La composition d’un jardin japonais suit trois grands principes (on parlera aussi des techniques) :
– la reproduction de la nature en miniature
– le symbolisme
– la capture de paysages

La miniaturisation a pour but la représentation de scènes différentes (montagnes, lacs, rivières, mer) dans un espace restreint. Y’a aussi la réduction de la complexité. En effet, la simplicité est une caractéristique importante dans la plupart des styles japonais.

Le symbolisme est issu de la fonction religieuse des premiers proto-jardins ; il sert également au travail de simplification.

Enfin, la capture de paysages utilise des éléments distants extérieurs au jardin (bâtiments, collines, mer) dans sa composition scénique. Cela agit avec les limites imposées du jardin pour l’insérer dans un contexte plus large.

 

Le symbolisme

Parmi les représentations symboliques les plus fréquentes, un gros rocher isolé figure le mont Shumisen (Sumeru) du bouddhisme ou le mont Hōrai du taoïsme, la montagne des immortels.

Deux îles ou deux pierres côte à côte, une basse et aplatie, l’autre élevée, représentent une tortue et une grue, qui elles-mêmes symbolisent la longévité et le bonheur.

Des groupes de rochers peuvent représenter le Bouddha et ses disciples : un trio figure alors Shakyamuni entouré de Monja et Fuken ; Josiah Conder détaille même un groupement de 48 pierres dans le jardin d’un temple.

Ce symbolisme se raffine avec le temps : les premières îles « grue et tortue » ont des formes évidentes, qui sont de plus en plus suggérées au fil des générations.
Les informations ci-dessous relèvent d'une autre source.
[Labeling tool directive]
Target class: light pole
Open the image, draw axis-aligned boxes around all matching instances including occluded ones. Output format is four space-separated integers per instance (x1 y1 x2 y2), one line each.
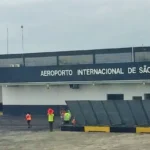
21 25 24 53
7 28 9 54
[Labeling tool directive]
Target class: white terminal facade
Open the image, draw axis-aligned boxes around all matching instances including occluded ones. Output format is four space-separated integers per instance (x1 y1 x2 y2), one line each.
0 47 150 115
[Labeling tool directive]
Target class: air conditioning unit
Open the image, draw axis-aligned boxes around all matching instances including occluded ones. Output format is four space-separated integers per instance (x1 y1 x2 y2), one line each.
10 64 15 67
15 64 20 67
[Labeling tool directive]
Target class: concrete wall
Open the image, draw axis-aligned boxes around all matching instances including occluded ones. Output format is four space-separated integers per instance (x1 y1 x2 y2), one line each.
2 84 150 115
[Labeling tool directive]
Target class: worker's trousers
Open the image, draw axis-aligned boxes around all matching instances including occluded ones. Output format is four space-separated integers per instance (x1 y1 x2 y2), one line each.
49 121 53 132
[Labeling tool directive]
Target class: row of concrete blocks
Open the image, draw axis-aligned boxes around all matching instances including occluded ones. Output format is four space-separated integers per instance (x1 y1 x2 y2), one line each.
61 126 150 133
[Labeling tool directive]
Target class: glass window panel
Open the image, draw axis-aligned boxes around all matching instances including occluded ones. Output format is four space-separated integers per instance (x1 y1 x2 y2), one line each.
59 55 93 65
0 58 23 67
25 57 57 66
135 52 150 62
95 53 132 64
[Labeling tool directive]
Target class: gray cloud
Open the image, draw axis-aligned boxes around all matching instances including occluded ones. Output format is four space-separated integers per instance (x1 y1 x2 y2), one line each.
0 0 150 53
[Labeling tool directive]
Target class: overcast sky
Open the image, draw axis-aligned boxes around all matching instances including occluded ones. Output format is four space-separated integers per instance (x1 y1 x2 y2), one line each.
0 0 150 54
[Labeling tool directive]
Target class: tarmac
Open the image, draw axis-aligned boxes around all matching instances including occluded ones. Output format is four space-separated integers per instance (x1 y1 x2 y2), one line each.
0 116 150 150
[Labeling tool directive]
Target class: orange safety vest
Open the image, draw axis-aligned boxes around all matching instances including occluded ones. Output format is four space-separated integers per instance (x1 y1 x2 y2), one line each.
26 114 32 121
72 119 76 125
60 110 66 117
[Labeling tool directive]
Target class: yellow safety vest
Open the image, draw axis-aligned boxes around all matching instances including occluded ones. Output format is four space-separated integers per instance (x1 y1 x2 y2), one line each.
64 113 70 121
48 114 54 122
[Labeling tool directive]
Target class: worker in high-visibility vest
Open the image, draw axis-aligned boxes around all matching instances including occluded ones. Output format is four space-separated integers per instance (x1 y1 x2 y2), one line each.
48 111 54 132
60 109 65 125
71 117 76 126
64 111 71 124
26 112 32 128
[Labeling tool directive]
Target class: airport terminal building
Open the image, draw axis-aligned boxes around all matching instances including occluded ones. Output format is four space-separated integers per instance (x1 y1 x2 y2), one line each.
0 47 150 115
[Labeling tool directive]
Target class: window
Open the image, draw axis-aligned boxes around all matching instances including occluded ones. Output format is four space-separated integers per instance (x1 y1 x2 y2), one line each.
107 94 124 100
0 58 23 67
59 55 93 65
132 96 142 100
95 53 132 64
144 93 150 100
135 52 150 62
25 56 57 66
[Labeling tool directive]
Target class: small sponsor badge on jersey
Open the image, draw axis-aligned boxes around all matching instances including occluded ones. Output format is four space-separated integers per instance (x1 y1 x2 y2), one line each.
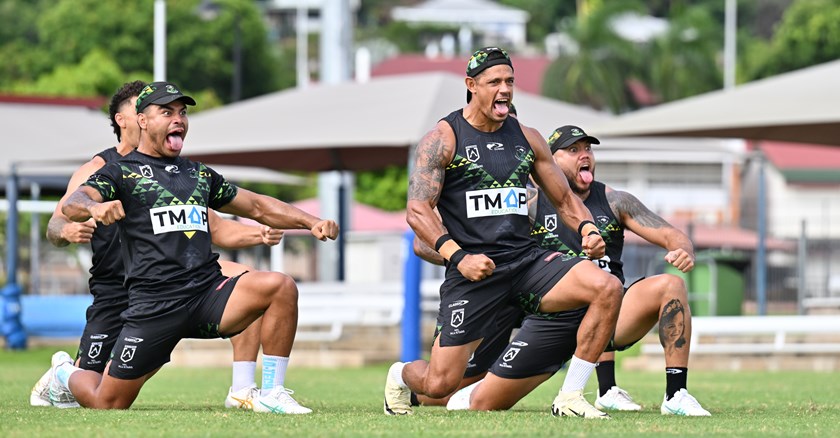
466 187 528 218
149 205 207 234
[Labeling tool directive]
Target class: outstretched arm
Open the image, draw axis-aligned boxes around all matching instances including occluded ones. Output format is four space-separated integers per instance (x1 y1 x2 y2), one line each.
207 210 283 249
219 188 338 240
522 126 606 259
607 189 694 272
47 157 105 247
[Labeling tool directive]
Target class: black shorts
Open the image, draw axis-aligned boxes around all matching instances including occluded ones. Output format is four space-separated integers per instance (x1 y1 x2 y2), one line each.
108 274 242 380
76 289 128 373
437 247 583 347
435 306 525 377
490 307 587 379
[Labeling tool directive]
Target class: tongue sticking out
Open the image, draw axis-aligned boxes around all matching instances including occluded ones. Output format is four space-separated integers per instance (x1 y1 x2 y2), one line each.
166 134 184 151
493 102 510 116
L’influence du zen ajoute le symbolisme de la partie pour le tout, et mène à un niveau extrême d’abstraction.

 

La perspective

La perspective est liée au principe de miniaturisation : en jouant sur la taille des éléments proches et lointains (par exemple, en plaçant de grands arbres au premier plan et des arbres plus petits à distance), il est possible de donner l’illusion d’espace à certaines zones du jardin.

Au contraire de la perspective occidentale, reposant sur un plan horizontal et un point de fuite, la perspective du jardin japonais repose sur le « principe des trois profondeurs » de la peinture chinoise, avec un premier plan, un plan intermédiaire, et un plan lointain.

Les vides entre plans sont occupés par des plans d’eau, de mousse, ou de sable.

 

 

La dissimulation

Les jardins japonais ne se révèlent jamais complètement à la vue, pour des raisons esthétiques : cacher certains éléments selon le point de vue rend le jardin plus intéressant et le fait paraître plus grand qu’il ne l’est réellement. Le miegakure (« cacher et révéler ») utilise la végétation, les bâtiments et des éléments de décor comme des lanternes pour cacher ou montrer différentes parties du jardin selon la perspective de l’observateur.

 

 

Les paysages empruntés

Le shakkei (« paysages empruntés » ou « emprunt du paysage ») est une technique japonaise utilisée par les paysagistes pour donner l’impression d’un jardin aux dimensions infinies, les jardins japonais étant généralement plus petits que les jardins chinois.

Des arbres ou buissons dissimulent les limites réelles du jardin, et des éléments distants (naturels comme des montagnes, ou construits comme des temples ou des pagodes) sont « capturés » dans la composition du jardin. Les Japonais utilisaient autrefois le terme ikedori (« capture vivante ») pour cette technique.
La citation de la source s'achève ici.